File type filter for Media Search
Closed, ResolvedPublic

Description

As a Commons user, I want to be able to filter search results by file type so I can narrow results down to only the file type I want.

Acceptance Criteria:

  • A "File Type" filter is added that allows users to only see results of a specific file type
  • The file type filter should only appear on the Images, Audio, Video, and Other tabs (the Other tab is out of scope for this ticket - will be handled in T257699)
  • The file type filter should have the following options:
    • On the Images tab: tiff, png, gif, jpg, webp, xcf, svg
    • On the Audio tab: mid, flac, wav, mp3, ogg
    • On the Video tab: webm, mpg, ogv (this should have the display label 'ogv' but the value 'ogg')
    • On the Other tab: pdf, djvu, stl
  • The file type filter should match the following design on desktop.

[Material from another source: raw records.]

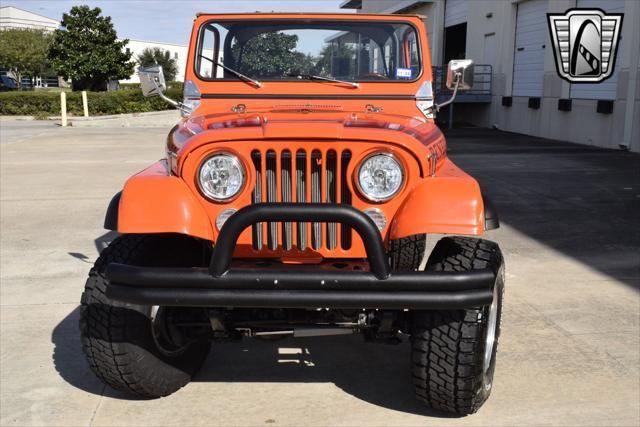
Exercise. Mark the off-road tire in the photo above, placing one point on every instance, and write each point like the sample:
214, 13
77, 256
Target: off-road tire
448, 346
407, 253
117, 338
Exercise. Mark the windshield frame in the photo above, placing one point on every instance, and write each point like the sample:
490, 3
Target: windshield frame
201, 32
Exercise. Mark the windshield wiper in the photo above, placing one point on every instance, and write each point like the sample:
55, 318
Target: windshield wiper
234, 72
326, 79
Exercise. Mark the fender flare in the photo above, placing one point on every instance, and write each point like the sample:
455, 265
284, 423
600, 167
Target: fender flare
448, 205
491, 218
153, 202
111, 217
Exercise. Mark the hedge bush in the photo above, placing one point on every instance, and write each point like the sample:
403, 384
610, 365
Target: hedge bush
42, 104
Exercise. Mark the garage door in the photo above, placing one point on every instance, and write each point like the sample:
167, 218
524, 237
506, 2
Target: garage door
528, 61
455, 12
608, 88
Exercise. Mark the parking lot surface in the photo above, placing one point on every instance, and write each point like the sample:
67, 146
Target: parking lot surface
570, 347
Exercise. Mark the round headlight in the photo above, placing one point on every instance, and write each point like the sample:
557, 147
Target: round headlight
221, 176
380, 177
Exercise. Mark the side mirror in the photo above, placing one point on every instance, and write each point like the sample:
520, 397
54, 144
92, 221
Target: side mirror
152, 83
460, 71
152, 80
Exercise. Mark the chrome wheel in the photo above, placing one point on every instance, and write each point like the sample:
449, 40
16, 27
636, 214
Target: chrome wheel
492, 324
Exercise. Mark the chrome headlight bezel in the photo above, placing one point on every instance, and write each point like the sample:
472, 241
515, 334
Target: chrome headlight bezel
372, 198
236, 161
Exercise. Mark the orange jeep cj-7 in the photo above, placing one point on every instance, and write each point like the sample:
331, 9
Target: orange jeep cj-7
294, 200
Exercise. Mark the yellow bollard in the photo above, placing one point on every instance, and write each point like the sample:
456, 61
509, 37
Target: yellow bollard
85, 104
63, 108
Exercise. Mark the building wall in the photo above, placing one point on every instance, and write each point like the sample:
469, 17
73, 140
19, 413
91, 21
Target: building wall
178, 52
487, 18
13, 17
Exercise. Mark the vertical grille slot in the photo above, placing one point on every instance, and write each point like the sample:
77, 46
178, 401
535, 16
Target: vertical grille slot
285, 179
345, 198
272, 195
316, 196
301, 196
256, 197
331, 183
306, 177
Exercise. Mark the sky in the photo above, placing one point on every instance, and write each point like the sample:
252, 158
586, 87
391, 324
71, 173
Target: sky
168, 21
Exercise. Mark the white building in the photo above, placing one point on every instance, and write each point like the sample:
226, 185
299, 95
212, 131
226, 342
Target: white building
13, 17
177, 51
526, 94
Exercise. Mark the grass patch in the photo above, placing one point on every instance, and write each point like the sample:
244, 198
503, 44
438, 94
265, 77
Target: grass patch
46, 103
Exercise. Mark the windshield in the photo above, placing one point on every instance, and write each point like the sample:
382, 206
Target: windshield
293, 50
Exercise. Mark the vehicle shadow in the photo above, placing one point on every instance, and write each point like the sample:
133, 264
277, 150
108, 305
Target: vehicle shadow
376, 373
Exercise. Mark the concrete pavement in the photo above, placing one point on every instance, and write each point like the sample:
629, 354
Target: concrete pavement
569, 351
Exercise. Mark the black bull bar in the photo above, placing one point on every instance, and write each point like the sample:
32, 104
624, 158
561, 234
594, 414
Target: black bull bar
293, 287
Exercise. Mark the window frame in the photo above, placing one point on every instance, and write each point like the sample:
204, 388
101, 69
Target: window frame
204, 25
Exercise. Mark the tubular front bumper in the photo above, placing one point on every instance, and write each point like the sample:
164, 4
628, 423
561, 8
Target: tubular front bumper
220, 286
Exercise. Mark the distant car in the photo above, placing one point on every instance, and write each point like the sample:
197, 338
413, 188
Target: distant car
7, 84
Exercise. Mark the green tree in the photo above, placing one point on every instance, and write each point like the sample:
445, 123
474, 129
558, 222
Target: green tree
270, 55
156, 55
336, 61
87, 50
23, 52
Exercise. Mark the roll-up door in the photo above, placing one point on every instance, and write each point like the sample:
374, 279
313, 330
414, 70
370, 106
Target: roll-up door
455, 12
528, 61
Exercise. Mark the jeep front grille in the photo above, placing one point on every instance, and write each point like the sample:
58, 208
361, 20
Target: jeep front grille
314, 177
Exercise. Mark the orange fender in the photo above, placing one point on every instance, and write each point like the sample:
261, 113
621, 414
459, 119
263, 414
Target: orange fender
450, 203
154, 202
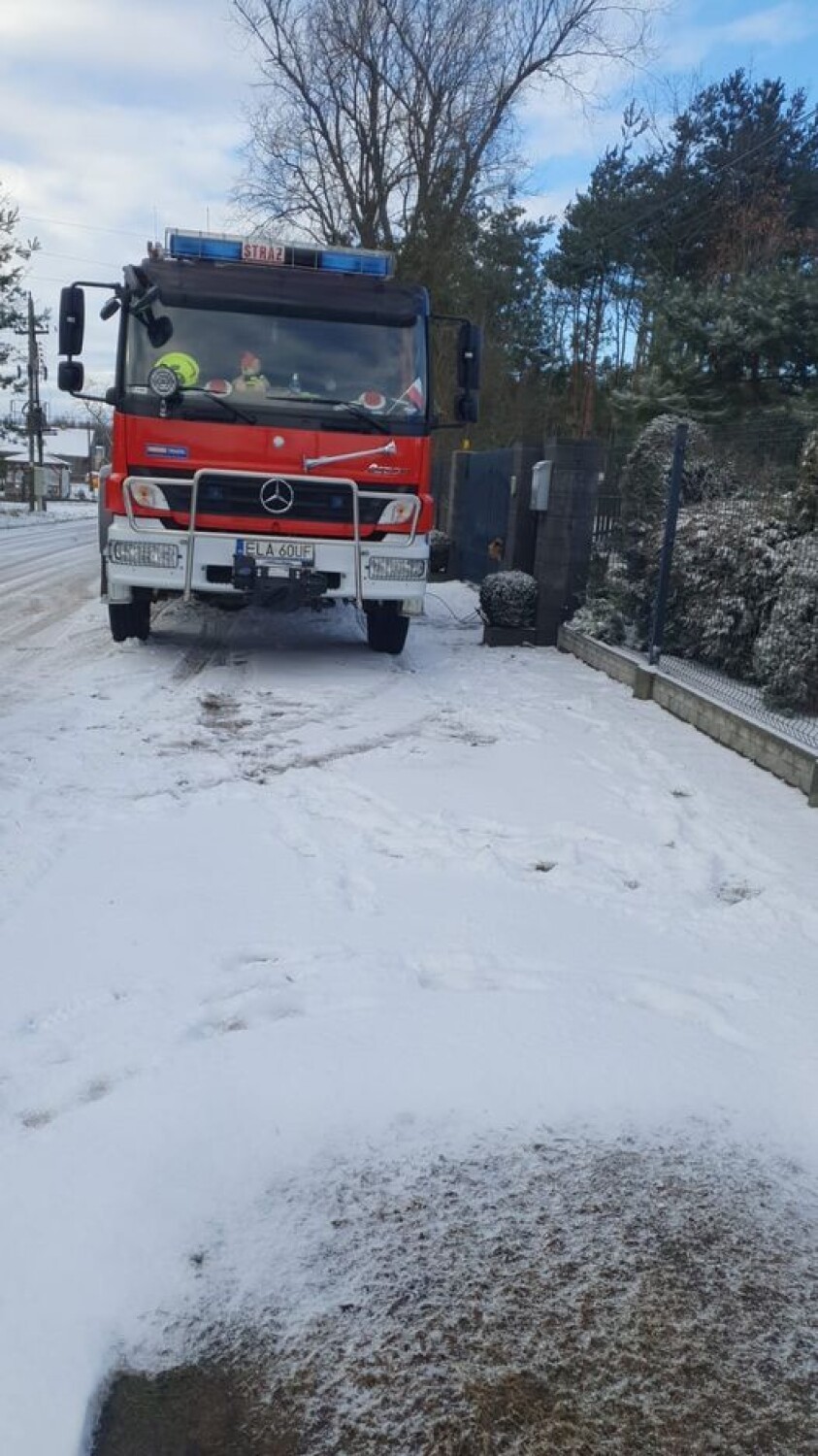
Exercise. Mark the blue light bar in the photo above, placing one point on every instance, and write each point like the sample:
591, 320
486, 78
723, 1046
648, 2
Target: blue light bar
201, 245
378, 265
230, 249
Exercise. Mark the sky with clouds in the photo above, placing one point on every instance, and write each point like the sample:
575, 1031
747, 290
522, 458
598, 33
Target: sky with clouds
121, 118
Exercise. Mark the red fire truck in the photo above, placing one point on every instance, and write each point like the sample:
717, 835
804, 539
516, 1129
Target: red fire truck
271, 430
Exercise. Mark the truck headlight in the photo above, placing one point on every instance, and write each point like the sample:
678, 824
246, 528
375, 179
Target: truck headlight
396, 568
147, 494
145, 553
398, 513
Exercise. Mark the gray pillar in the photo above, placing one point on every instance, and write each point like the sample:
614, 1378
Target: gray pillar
565, 532
521, 535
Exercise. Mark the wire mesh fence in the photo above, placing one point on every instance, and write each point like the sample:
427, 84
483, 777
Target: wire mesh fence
739, 613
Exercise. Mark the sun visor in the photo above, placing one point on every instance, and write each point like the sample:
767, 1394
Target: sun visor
285, 291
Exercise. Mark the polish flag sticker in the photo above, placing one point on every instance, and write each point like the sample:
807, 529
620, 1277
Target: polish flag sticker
372, 399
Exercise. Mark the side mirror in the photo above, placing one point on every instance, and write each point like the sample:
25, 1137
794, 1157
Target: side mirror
72, 320
466, 408
70, 373
469, 357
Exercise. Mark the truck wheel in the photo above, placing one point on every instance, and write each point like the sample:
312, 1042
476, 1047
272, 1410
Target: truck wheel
140, 609
130, 619
119, 616
386, 629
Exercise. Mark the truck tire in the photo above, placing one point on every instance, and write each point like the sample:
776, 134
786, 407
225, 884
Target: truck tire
130, 619
119, 616
386, 629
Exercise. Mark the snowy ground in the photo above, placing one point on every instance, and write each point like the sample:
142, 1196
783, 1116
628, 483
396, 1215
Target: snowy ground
16, 513
314, 961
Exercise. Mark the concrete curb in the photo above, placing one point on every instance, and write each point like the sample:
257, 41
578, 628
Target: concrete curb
765, 747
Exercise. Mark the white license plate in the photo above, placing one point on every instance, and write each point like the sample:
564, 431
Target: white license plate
279, 553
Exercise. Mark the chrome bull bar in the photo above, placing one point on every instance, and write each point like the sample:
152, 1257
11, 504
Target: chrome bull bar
189, 533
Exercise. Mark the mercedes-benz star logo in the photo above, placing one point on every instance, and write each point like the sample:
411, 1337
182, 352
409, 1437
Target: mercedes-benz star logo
277, 495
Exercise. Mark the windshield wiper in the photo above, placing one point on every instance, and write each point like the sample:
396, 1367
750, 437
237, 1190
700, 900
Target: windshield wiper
344, 404
220, 399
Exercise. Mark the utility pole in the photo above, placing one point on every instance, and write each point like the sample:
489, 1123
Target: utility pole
34, 411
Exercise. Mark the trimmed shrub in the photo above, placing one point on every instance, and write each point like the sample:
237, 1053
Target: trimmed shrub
785, 657
508, 599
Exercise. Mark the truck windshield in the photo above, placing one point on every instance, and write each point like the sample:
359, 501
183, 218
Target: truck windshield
265, 363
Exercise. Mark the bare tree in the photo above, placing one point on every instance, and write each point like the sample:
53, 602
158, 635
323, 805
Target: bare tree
384, 121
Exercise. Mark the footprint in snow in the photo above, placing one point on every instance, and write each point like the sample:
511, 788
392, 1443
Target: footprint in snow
686, 1007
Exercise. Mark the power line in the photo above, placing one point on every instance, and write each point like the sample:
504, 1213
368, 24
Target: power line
634, 224
87, 227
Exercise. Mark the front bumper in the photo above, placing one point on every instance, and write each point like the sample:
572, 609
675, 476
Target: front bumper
145, 553
349, 570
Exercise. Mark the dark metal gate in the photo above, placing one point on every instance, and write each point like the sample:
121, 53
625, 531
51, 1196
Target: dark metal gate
482, 501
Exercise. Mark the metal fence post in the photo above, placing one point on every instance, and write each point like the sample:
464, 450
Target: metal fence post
660, 606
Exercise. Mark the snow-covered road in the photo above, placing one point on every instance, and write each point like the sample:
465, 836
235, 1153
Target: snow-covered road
271, 905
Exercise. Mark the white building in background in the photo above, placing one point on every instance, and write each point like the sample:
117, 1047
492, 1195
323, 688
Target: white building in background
15, 480
75, 447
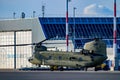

This task does not cover the mobile UI (this will be done as part of T258615)

filters.jpg (755×1 px, 335 KB)

Event Timeline

@CBogen / @Ramsey-WMF, could I get a second pair of eyes on the file types per tab in the acceptance criteria here? Do those look right to you? I checked the allowed file types on Special:Upload and had to look a few of them up so I wanted to make sure I didn't miss anything.

AnneT removed AnneT as the assignee of this task.Aug 18 2020, 7:31 PM

JPEY? 🤔

@CBogen / @Ramsey-WMF, could I get a second pair of eyes on the file types per tab in the acceptance criteria here? Do those look right to you? I checked the allowed file types on Special:Upload and had to look a few of them up so I wanted to make sure I didn't miss anything.

The only one other concern I have (which might be minor) is this - in our current advanced search UI we combine the extension variants into just one (for the mimetype). So for TIFF we just look for tiff, not tiff and tif. Behind the scenes it's doing a filemime:xxx search, and that is looking for specific strings (filemime:jpeg works, filemime:jpg doesn't).

I can see arguments for not doing mimetype searches and trying to match exact strings in the filename. Ultimately it probably depends on what the actual search mechanism is going to be though. Filemime, from what I understand, is pretty cheap performance-wise. I don't know if doing regular expressions on filenames to match the extension perfectly makes a big difference in performance, but it might!

As an example, currently there is no UI on Commons to facilitate finding files that have the .opus extension. But you can kinda do it sloppily with intitle: /".opus"/ BUT that includes some files that have weird filenames that include weird double extensions like ".opus.ogg" which is...kinda the same thing but maybe not what the user is looking for so then you have to add the $ to match the .opus to the very end of the string....

So I'll leave this one to the engineers 😄 But since this is a file *type* filter and not a file *extension* filter, I'd lean towards doing it the way advanced search currently does (with filemime), and not worry about getting the extensions exactly right.

Thanks for all the info, @Ramsey-WMF! This is super helpful.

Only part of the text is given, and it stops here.